(Где-то встречала на них пародию: «Больное тело требует укол. Здоровое — билеты на футбол...». И т. д., до бесконечности)...
А вот ещё уже почти хрестоматийное :
* * *
А главное – не надо пить с утра.
Не то всё прахом: отдых и работа.
Уж ежели вам пить пришла охота,
есть для вина вечерняя пора.
И плакать поутру никак нельзя,
иначе будет день разодран в клочья.
Перетерпеть, суметь дождаться ночи –
тогда катись, катись, моя слеза!
Еще нельзя влюбляться... стоп! Когда ж?
Ведь молодым сам бог велел влюбляться.
Черт дернул тех, кому вдвойне за двадцать...
А старикам все девять муз дивятся
и опыт их берут на карандаш,
чтобы в веках ему не затеряться.
Но главное – не надо пить с утра...
Увы, Майя пила. Это было уже в конце жизни, после многих утрат и потерь. Не судите да не судимы... Этот белый стих я не могу читать без слёз. И комментировать не могу. Больно.
* * *
О времена, милая мама, о нравы...
Я вот стеснялась тебя попросить с глазу на глаз,
но не стесняюсь публично просить и печатно.
Просьба-то, в общем, пустячна: пожалуйста, мама,
после того, как прощусь я и двери захлопну,
протопочу по ступенькам все восемь пролётов
и поплетусь, побегу, пошагаю двором
наискосок — от дверей и до подворотни,
выгляни в форточку, мама! Так делал отец.
Но вот теперь его нет, и окно опустело...
О времена, милая мама, о дети,
мы — повзрослевшие и почужавшие дети...
В чём мы нуждаемся? Чем вы нам в силах помочь?
Материально? Материя наша — покрепче...
Добрым советом? Но кто теперь следует добрым советам?
Тем, что понянчите внуков... А если нет внуков?
Но вот в одном мы нуждаемся, как оказалось,
без исключения все, всякий раз, когда видимся с вами:
в том, чтоб, прощаясь, вы нам из окошка махали...
Мама, а знаешь, я тебе больше скажу:
мы умираем ведь не от инфаркта и рака,
просто мы шеи сворачиваем себе,
тщетно и долго оглядываясь на окна,
те, из которых вослед нам никто и не смотрит.
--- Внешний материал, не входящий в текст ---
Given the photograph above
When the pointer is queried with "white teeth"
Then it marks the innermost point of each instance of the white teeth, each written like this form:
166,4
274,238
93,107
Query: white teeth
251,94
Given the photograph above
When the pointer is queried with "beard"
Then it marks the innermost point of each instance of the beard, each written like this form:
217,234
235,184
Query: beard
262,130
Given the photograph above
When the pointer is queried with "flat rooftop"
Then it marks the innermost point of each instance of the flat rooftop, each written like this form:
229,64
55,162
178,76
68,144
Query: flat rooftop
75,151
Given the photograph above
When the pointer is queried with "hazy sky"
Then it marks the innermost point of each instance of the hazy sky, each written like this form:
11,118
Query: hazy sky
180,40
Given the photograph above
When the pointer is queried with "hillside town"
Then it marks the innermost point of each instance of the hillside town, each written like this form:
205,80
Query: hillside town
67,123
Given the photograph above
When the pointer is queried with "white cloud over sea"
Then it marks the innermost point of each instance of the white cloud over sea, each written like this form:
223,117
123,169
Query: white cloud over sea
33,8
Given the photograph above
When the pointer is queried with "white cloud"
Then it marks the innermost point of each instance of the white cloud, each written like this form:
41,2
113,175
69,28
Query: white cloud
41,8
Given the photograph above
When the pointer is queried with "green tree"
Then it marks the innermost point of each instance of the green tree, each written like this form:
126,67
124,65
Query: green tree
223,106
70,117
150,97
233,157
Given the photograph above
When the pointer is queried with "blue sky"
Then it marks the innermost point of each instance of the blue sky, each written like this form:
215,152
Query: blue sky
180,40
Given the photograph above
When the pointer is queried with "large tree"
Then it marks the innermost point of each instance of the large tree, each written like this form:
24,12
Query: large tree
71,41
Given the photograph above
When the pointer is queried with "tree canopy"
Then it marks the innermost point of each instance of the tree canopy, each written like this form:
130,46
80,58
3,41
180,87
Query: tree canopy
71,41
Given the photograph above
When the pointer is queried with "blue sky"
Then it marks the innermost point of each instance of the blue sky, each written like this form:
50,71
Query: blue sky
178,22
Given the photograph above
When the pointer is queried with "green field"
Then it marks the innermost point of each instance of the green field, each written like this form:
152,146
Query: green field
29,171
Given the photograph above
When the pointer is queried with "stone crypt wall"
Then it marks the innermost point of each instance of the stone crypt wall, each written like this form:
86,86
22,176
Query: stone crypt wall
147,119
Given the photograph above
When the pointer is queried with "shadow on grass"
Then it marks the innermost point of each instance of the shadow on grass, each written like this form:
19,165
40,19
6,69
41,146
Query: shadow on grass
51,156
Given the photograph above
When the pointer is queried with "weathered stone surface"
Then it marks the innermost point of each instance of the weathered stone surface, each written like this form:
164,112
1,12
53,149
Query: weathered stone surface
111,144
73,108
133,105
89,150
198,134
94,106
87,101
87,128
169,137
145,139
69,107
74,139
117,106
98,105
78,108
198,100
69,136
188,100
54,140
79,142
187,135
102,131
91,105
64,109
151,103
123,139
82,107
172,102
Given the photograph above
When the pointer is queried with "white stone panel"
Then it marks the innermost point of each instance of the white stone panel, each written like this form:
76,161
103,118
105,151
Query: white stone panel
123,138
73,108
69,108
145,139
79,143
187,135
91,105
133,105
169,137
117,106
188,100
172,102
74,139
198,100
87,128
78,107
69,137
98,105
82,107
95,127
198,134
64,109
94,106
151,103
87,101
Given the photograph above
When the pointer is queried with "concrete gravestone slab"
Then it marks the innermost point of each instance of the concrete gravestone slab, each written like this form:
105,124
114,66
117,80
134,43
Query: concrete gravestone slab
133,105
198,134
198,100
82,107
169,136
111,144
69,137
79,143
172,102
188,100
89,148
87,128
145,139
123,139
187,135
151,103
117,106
А иногда происходит такое: с подъятым
жалким лицом и со взором, беспомощно ждущим,
мы оступаемся, падая, что-то ломая
в хрупком, хотя уже взрослом, своём организме,
и утверждаем позднее, что пострадали
в авиа-, авто- или иной катастрофе.
А. Рубашкин рассказывает о своих последних встречах с Майей:
«Последние годы Борисова жила в самом центре города. Ее квартира смотрела большим окном на Неву и Петропавловскую крепость. Летом часто приезжала в Комарово, в Дом творчества. Помню, как в жаркий день встретил ее неподалеку от станции. Был рад встрече, думал, смогу поговорить. Меня беспокоила её отстранённость, нежелание вступать в контакты. Вспоминались дни в Коктебеле, где отдыхала шумная компания — Адамовичи, Черниченки, Павловские... Борисова была душой всех наших сборищ, розыгрышей, живой, светлый человек... И вот — совсем другая Майя, она и внешне изменилась, погрузнела.
С веселостью, пожалуй, напускной, я спросил, не идёт ли она на озеро. Ответ был сухим, кратким. «Нет, опять в Репино. Ты же знаешь, там похоронен мой брат...» Я знал, и не то что забыл, но хотел отвлечь от мрачной темы. Разговор не получился. И уж совсем не вышел, когда я позвонил через несколько месяцев; она даже вряд ли узнала меня, и сама была неузнаваема. «Майенька, ты не можешь говорить? Так я в другой раз». — «Да, не могу», — сказал чужой голос. Другого раза не вышло».